No hay mucho que añadir a lo que de modo tan lúcido tú has apuntado. Tampoco mucho que hacer por el momento. Sofocar los excesos del canon icaicentrista; impedir que en nombre de un decreto impersonal se siga excluyendo a lo que es parte del cuerpo nacional, lleva su tiempo. Y ni siquiera estoy seguro de que nuestra generación pueda ver el cambio. Más bien hay que actuar siguiendo aquel imperativo poético que dictaba Fina García Marruz en algún poema suyo: “Sé sabiendo que cuando nada seas/ de ti se ha de quedar lo que quisiste…”.

Lo interesante sería preguntarnos si lo que ha sucedido ahora con Memorias del desarrollo en Beirut sigue siendo la regla, o de alguna forma ya comienza a convertirse en excepción. Pienso que este tipo de suceso hoy en día a muchos le parece más excéntrico que natural. No en balde la película de Coyula ha sido exhibida con absoluta naturalidad lo mismo en el marco de la Muestra de Nuevos Realizadores (auspiciada precisamente por el ICAIC), en el Festival de Cine en La Habana, o en el Taller de la Crítica de Camagüey, por mencionar apenas tres espacios.

Una decisión tan torpe como la que estamos comentando, en realidad responde a esa mentalidad binaria que puso en boga la Guerra Fría. Entonces era más bien fácil argumentar las exclusiones. El Estado-nación parecía algo monolítico, con funciones que se asociaban sobre todo a la confrontación con un enemigo que permanecía al acecho en el exterior, poniendo en peligro la paz interna. Colocarse en el “afuera”, hablar desde “afuera”, podía interpretarse (y se interpretó así casi siempre) como una señal de “no cubanía”.

Hoy en día ya las cosas no funcionan de esa manera, porque el mundo ha cambiado. Los incesantes flujos migratorios, comunicacionales y económicos adquieren otro alcance. Y Memorias del desarrollo no puede ser más descriptiva en ese sentido. Los parámetros binarios que antes fijaban con escalofriante rigidez conceptos relacionados con lo nacional y lo extranjero, por ejemplo, ahora pierden eficacia ante la complejidad extrema de las nuevas circunstancias. Y nos exige que tengamos un mayor cuidado a la hora de nombrar aquello que se resiste a ser clasificado según el parecer de la antigua retórica.

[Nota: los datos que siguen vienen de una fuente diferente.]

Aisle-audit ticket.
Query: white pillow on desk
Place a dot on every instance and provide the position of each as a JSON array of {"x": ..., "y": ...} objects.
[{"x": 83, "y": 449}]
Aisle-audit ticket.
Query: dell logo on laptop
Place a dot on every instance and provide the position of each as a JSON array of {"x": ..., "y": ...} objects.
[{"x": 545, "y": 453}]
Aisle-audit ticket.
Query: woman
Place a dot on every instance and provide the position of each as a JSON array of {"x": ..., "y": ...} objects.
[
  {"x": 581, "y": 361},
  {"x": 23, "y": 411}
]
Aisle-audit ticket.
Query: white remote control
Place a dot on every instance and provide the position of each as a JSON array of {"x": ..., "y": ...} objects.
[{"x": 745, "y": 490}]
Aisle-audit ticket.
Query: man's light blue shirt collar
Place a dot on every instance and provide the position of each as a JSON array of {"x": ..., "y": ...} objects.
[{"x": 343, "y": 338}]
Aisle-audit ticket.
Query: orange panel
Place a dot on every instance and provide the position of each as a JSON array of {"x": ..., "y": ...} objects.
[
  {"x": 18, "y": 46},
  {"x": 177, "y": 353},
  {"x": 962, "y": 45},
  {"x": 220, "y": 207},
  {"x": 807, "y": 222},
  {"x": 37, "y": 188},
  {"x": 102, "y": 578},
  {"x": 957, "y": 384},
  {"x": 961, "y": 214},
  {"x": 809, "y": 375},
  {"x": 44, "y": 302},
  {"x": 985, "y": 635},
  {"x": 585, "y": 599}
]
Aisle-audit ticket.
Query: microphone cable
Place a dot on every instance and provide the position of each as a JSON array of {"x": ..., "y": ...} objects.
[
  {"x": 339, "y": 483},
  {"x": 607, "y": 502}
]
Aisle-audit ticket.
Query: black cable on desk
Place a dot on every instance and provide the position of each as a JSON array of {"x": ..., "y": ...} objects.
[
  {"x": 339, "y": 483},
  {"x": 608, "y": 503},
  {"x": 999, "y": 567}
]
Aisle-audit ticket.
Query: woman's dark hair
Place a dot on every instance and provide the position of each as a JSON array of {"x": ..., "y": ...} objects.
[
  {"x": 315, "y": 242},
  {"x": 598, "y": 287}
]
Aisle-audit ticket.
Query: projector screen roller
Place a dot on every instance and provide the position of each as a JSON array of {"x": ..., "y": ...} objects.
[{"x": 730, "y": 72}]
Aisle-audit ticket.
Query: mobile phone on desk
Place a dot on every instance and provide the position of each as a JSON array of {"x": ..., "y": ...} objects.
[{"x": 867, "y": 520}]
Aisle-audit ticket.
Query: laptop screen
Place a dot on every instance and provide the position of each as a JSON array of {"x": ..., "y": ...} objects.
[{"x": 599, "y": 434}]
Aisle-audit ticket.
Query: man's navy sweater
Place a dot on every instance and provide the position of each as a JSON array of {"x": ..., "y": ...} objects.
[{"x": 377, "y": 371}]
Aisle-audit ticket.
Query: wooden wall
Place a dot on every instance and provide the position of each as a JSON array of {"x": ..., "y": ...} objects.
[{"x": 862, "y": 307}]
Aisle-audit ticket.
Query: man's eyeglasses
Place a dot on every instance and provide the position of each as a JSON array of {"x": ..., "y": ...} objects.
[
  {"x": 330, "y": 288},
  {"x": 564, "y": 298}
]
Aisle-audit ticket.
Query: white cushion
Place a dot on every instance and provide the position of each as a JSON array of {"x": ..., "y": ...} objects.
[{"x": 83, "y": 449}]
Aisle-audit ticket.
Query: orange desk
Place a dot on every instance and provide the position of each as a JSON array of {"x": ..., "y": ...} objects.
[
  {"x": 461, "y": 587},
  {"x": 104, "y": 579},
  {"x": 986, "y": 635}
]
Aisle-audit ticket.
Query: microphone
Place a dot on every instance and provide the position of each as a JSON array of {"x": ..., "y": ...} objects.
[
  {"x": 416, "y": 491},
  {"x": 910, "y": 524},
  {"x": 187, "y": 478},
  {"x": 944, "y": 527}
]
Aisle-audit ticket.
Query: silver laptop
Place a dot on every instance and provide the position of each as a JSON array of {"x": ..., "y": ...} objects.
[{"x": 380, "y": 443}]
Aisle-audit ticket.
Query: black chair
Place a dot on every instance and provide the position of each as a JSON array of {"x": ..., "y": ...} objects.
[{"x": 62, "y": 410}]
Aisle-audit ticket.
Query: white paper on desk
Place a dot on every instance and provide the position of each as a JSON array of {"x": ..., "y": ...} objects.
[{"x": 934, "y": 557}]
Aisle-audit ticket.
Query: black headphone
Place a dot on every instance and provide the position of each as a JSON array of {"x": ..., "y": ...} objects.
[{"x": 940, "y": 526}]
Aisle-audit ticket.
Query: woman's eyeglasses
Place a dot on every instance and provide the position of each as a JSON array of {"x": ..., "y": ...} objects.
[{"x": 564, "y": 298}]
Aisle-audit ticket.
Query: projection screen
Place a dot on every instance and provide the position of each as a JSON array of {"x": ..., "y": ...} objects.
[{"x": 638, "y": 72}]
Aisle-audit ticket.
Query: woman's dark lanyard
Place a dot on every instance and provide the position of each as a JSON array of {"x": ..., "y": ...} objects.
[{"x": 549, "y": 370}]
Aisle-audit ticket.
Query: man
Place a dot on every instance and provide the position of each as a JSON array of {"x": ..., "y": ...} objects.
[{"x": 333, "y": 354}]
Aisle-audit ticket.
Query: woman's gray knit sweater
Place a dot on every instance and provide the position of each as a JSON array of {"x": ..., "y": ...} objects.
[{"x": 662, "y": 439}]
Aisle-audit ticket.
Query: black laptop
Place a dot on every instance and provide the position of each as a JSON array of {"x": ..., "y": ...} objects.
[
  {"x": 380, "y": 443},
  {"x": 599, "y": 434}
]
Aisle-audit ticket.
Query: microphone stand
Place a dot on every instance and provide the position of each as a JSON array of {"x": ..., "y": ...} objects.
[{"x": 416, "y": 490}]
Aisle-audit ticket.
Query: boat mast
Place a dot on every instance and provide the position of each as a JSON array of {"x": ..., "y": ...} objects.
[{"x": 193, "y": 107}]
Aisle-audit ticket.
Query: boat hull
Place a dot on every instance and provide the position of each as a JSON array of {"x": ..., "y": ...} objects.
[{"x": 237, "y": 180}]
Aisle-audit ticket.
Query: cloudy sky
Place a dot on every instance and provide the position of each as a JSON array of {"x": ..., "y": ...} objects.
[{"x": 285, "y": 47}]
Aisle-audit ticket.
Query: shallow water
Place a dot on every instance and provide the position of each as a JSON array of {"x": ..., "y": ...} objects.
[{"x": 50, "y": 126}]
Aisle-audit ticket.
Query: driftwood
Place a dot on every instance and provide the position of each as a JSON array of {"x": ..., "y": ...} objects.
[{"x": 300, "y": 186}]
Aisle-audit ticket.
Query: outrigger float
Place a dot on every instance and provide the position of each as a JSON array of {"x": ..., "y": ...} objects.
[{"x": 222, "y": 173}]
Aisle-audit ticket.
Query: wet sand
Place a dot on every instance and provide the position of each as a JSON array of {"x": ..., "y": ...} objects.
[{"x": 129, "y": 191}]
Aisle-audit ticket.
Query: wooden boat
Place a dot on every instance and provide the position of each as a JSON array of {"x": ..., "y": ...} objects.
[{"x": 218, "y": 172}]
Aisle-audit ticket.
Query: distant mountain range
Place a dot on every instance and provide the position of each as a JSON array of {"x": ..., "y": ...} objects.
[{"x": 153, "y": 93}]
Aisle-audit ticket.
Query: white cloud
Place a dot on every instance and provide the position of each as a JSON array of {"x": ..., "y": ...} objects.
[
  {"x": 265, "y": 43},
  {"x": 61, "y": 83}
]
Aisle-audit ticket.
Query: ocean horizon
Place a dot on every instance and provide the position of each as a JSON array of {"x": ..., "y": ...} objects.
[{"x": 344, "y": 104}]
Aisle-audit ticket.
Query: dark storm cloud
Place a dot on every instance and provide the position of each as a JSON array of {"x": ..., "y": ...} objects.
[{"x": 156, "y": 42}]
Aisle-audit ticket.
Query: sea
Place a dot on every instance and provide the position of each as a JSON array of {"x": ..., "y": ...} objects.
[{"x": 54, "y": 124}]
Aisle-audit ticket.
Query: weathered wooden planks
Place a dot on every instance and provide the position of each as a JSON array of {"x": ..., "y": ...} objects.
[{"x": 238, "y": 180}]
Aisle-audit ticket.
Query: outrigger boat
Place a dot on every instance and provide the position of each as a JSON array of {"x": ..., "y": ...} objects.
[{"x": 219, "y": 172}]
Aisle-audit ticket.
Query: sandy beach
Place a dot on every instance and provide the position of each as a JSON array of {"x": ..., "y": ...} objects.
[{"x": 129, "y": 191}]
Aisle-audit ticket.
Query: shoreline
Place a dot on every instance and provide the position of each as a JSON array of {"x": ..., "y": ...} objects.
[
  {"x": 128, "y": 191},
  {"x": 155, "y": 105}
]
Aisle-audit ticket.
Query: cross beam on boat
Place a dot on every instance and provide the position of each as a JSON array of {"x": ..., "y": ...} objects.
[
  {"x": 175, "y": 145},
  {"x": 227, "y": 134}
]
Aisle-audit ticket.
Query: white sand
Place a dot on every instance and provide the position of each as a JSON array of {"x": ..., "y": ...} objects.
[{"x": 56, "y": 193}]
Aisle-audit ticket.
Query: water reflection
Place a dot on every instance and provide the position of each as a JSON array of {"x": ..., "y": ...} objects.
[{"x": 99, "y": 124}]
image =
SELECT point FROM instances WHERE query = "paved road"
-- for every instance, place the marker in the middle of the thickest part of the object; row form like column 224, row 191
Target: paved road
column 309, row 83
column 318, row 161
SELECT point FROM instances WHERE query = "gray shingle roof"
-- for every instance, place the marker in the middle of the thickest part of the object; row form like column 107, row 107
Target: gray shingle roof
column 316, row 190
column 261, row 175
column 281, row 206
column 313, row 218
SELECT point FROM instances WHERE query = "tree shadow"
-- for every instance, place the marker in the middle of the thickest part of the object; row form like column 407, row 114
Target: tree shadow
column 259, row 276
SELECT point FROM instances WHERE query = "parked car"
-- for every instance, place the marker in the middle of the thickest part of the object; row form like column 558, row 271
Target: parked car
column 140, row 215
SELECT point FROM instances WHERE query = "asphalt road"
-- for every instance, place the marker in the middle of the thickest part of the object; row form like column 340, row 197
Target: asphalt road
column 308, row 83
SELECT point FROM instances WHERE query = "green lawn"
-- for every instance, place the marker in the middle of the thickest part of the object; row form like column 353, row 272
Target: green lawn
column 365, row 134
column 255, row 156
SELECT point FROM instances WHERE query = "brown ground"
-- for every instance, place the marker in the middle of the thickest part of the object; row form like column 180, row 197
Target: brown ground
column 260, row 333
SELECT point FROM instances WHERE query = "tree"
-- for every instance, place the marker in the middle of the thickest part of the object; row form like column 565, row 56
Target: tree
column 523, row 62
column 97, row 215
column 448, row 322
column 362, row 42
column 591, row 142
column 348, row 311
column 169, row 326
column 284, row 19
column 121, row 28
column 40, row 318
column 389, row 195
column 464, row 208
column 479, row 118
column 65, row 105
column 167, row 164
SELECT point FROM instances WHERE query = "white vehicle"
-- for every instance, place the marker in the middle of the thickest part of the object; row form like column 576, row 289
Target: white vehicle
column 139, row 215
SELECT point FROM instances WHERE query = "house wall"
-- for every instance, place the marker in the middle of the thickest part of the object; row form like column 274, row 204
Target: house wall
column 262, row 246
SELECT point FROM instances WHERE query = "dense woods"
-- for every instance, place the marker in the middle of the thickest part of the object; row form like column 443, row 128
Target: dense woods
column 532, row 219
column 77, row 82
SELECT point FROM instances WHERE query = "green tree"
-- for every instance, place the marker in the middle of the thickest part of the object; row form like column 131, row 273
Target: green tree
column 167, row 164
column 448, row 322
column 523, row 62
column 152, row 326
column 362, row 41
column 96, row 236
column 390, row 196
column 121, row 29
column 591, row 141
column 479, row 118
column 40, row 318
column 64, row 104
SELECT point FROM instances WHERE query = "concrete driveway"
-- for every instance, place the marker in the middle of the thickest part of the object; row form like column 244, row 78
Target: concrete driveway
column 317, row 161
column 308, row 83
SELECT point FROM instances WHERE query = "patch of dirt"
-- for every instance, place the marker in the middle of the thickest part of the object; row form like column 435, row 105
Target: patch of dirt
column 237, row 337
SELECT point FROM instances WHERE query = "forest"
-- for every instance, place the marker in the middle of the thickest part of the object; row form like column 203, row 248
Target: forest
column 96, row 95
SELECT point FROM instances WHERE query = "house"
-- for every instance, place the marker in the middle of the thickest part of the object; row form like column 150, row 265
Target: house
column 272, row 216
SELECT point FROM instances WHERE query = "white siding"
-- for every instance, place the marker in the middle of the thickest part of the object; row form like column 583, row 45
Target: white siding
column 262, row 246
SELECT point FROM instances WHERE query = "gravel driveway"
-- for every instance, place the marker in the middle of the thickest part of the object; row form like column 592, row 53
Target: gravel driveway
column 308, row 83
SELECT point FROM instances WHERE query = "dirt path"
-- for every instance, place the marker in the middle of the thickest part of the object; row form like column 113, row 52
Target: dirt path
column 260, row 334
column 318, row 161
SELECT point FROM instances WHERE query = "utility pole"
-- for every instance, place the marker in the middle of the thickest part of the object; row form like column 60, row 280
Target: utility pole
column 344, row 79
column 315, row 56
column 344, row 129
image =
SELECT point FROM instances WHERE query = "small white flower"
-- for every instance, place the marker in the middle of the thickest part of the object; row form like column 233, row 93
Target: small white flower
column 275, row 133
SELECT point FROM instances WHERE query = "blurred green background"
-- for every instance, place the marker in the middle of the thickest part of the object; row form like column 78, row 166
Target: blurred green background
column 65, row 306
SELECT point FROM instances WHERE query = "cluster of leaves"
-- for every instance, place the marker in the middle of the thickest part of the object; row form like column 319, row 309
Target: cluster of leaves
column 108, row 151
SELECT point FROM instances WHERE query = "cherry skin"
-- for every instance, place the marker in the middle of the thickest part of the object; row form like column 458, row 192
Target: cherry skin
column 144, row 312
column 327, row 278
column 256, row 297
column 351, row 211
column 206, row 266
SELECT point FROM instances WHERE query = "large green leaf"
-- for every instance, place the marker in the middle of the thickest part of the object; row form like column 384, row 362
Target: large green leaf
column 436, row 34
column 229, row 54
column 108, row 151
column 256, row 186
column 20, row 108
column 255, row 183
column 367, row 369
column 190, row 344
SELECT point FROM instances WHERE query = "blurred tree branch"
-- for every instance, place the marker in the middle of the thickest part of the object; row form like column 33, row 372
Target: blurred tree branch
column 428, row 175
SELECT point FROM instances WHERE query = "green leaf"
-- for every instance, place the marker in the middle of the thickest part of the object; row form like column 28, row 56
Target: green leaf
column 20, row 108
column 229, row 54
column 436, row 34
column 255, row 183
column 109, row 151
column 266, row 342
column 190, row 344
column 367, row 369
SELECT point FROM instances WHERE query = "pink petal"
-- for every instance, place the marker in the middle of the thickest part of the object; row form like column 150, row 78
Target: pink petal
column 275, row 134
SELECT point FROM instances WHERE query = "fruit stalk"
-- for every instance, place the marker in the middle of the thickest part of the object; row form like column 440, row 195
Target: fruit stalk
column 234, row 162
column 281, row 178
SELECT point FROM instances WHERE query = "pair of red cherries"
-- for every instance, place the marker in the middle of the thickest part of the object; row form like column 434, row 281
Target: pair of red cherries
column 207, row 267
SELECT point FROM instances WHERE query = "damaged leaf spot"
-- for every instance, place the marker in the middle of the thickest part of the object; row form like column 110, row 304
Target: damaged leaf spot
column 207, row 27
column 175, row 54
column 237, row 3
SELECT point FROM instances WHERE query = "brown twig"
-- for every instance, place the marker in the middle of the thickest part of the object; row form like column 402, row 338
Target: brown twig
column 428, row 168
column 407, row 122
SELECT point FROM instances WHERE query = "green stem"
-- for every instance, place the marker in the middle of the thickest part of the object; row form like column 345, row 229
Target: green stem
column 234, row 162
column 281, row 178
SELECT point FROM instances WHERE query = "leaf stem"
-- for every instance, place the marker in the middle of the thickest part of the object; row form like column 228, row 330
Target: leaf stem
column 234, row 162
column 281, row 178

¿Qué pueden hacer los críticos, los historiadores, y en sentido general, los estudiosos del cine cubano cuando tropiezan con este tipo de equívoco persistente, por llamarlo de algún modo? Alertar públicamente, desde luego, como lo acabas de hacer tú. Pero no se trata solamente de combatir el canon establecido, el canon “glorioso” que apenas reconoce a unos pocos, y deja en las sombras a no sé sabe cuántos actores del proceso cultural. Tenemos que esforzarnos en que en nuestro gremio este tipo de debate se convierta en algo sistemático.

De lo que hablo es que ese cambio de mentalidad tiene que empezar por casa. Es de nosotros (los críticos, los historiadores) que debe salir la propuesta de renovación. Y con ello contribuir a que, ya sea en las academias, en los festivales, o en la prensa, pensemos en el cine cubano como algo verdaderamente rico y en permanente evolución.